“Because what’s worse than knowing you want something, besides knowing you can never have it?” – James Patterson

Dealing with unrequited love:

Give yourself permission to grieve. Unrequited love hurts. Just because you shouldn’t beg or take it personally doesn’t mean you aren’t allowed to mourn the circumstances. Your hopes for a relationship with this person have been cut short. It’s perfectly okay to grieve.[

  • Allow yourself to feel your emotions, however they come. Anger, humiliation, sadness—all of these feelings might pop up after dealing with unrequited love.
  • Be gentle with yourself. Don’t put too much pressure on yourself to “shake off” what you’re feeling. Grant yourself permission to be upset for a few days.

Get some distance from the person. The best course of action for healing after unrequited love is to put some distance between you and the person you care about. Seeing them every single day will only make getting over them that much harder.

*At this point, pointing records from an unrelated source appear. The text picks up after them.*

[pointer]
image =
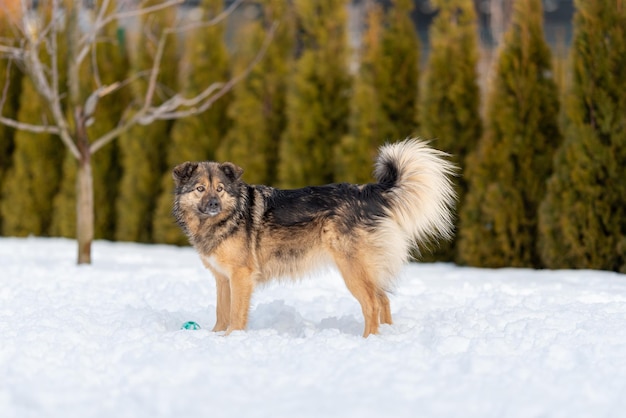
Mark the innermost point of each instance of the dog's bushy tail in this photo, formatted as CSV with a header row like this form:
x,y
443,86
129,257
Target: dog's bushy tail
x,y
420,194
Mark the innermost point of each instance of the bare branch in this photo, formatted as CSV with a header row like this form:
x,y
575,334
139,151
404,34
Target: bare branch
x,y
5,89
39,129
179,107
11,52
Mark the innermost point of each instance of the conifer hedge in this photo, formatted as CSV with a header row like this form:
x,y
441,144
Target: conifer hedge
x,y
583,216
318,95
450,100
196,137
507,172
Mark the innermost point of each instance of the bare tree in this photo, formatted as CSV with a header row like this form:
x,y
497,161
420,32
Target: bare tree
x,y
71,114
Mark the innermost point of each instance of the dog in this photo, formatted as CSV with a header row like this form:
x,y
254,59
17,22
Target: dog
x,y
247,234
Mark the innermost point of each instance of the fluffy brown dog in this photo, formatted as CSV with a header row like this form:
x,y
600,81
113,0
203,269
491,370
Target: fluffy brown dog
x,y
247,235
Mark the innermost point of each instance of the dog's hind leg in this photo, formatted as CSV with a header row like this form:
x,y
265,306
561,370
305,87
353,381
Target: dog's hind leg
x,y
241,288
385,308
222,309
363,288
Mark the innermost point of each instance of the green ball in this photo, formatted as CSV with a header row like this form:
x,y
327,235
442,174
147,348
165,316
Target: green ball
x,y
190,325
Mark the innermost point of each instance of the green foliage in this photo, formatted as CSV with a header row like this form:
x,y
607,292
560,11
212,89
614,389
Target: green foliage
x,y
384,98
197,137
583,216
450,101
143,147
11,79
258,107
34,177
514,157
317,98
398,79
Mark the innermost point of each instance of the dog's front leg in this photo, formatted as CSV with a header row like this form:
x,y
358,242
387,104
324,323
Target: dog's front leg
x,y
222,310
241,288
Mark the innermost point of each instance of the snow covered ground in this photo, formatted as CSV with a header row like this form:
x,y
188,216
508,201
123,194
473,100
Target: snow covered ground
x,y
105,341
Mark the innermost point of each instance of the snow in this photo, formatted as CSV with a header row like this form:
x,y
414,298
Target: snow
x,y
105,341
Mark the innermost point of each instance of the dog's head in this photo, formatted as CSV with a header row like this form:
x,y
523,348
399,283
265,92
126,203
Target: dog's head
x,y
206,189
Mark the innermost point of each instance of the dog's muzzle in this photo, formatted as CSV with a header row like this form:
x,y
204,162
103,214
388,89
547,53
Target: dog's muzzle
x,y
212,207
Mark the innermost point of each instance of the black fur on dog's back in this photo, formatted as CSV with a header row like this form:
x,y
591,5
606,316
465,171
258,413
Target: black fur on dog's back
x,y
350,204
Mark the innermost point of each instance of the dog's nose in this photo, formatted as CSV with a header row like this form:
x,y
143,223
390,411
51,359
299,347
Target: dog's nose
x,y
213,206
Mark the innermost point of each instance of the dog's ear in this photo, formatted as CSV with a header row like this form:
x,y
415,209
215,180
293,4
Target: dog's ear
x,y
183,172
232,171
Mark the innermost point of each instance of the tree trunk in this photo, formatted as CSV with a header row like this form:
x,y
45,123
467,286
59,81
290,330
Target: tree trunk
x,y
84,209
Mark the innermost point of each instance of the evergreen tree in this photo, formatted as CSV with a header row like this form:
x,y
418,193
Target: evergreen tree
x,y
450,101
10,79
143,147
258,108
383,106
112,65
507,174
35,174
398,79
197,137
317,98
583,216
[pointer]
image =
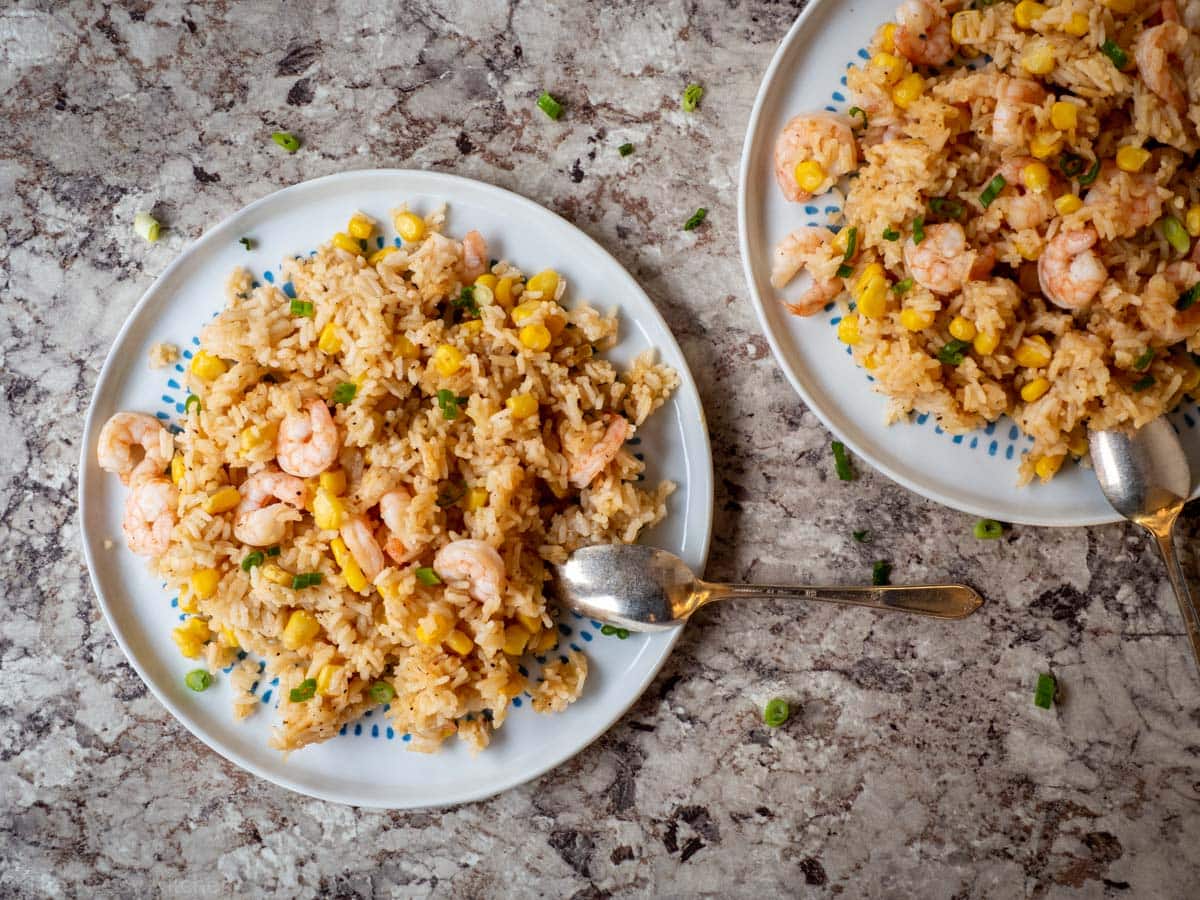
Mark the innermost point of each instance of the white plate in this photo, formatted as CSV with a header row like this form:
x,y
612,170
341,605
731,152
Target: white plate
x,y
975,473
369,766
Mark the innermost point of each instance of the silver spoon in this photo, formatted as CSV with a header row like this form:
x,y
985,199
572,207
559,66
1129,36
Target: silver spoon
x,y
1145,477
647,589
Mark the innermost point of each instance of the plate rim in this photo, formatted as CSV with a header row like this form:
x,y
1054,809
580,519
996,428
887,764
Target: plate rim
x,y
927,490
444,183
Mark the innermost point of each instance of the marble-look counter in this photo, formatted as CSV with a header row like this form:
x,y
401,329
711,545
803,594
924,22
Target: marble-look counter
x,y
916,763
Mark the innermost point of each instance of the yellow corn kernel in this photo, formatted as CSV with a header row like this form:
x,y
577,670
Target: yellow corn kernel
x,y
1067,204
847,329
809,175
1027,12
409,226
985,343
325,678
1048,466
1063,115
301,628
545,283
329,341
345,241
1036,177
535,337
909,90
205,366
1035,389
327,510
522,406
1077,25
916,319
447,359
459,642
1033,352
1037,58
515,639
1132,159
221,501
204,583
891,65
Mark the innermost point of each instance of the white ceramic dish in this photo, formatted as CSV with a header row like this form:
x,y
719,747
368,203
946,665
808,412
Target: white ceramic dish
x,y
975,473
369,765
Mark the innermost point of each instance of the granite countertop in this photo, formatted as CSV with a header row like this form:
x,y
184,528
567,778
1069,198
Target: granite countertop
x,y
916,762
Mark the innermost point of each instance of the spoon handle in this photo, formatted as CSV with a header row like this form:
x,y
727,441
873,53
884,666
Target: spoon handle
x,y
942,601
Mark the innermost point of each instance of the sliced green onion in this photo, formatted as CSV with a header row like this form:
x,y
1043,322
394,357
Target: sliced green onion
x,y
775,712
993,190
841,462
345,393
286,139
550,106
147,227
989,529
1119,57
306,690
1043,695
382,693
198,679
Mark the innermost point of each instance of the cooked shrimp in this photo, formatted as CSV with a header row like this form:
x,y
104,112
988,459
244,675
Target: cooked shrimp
x,y
592,463
261,523
309,441
942,262
360,541
477,563
1069,271
150,516
127,432
822,137
923,35
474,256
798,251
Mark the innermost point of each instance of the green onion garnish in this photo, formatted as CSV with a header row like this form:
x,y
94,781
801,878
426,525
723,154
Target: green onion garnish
x,y
993,190
286,139
952,352
198,679
306,690
841,462
1119,57
696,219
989,529
775,712
147,227
550,106
382,693
1176,234
1043,695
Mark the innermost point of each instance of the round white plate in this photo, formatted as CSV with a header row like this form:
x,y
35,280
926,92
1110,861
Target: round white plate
x,y
975,473
369,765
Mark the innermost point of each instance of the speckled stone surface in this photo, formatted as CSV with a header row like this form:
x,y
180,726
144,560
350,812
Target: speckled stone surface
x,y
916,763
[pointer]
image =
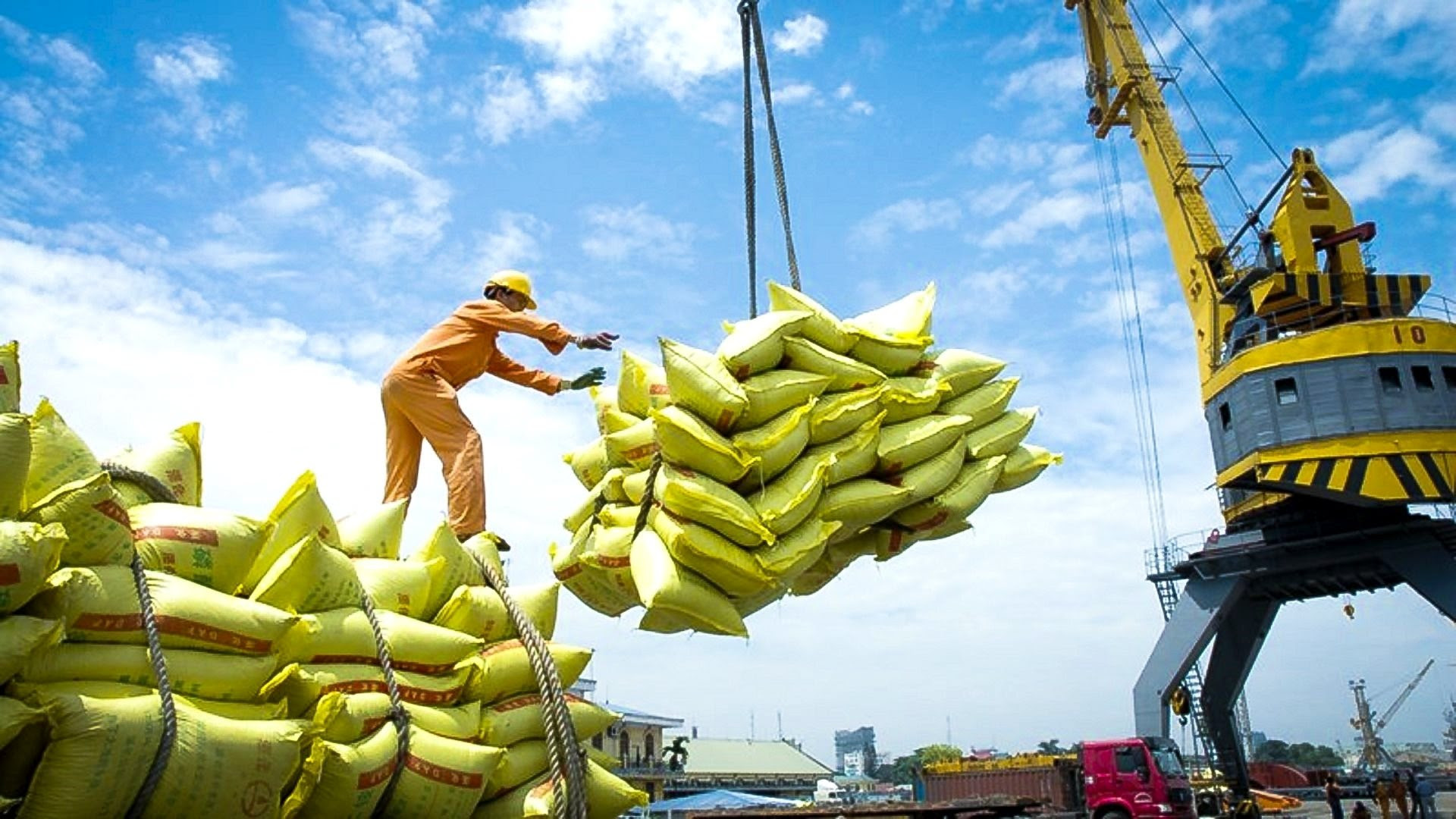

  • Take them off the pedestal. It’s common to idolize someone you love. Unfortunately, this illusion prevents you from seeing the person as they really are. You may be broken-hearted because such a perfect person rejected you, but have you ever considered they aren’t actually perfect?
  • Channel your feelings into creative pursuits. When you do get wrapped up in your feelings, use them to create something new. Write that book you’ve always talked about, pen the words to a song to play on your guitar, or paint a picture to give to your parents.
  • Look for patterns in your romantic feelings. Do you have a habit of falling for people who don’t love you back? If you can recall several other cases of unrequited love, you may be purposely seeking out people who are unavailable to protect yourself from forming any attachments.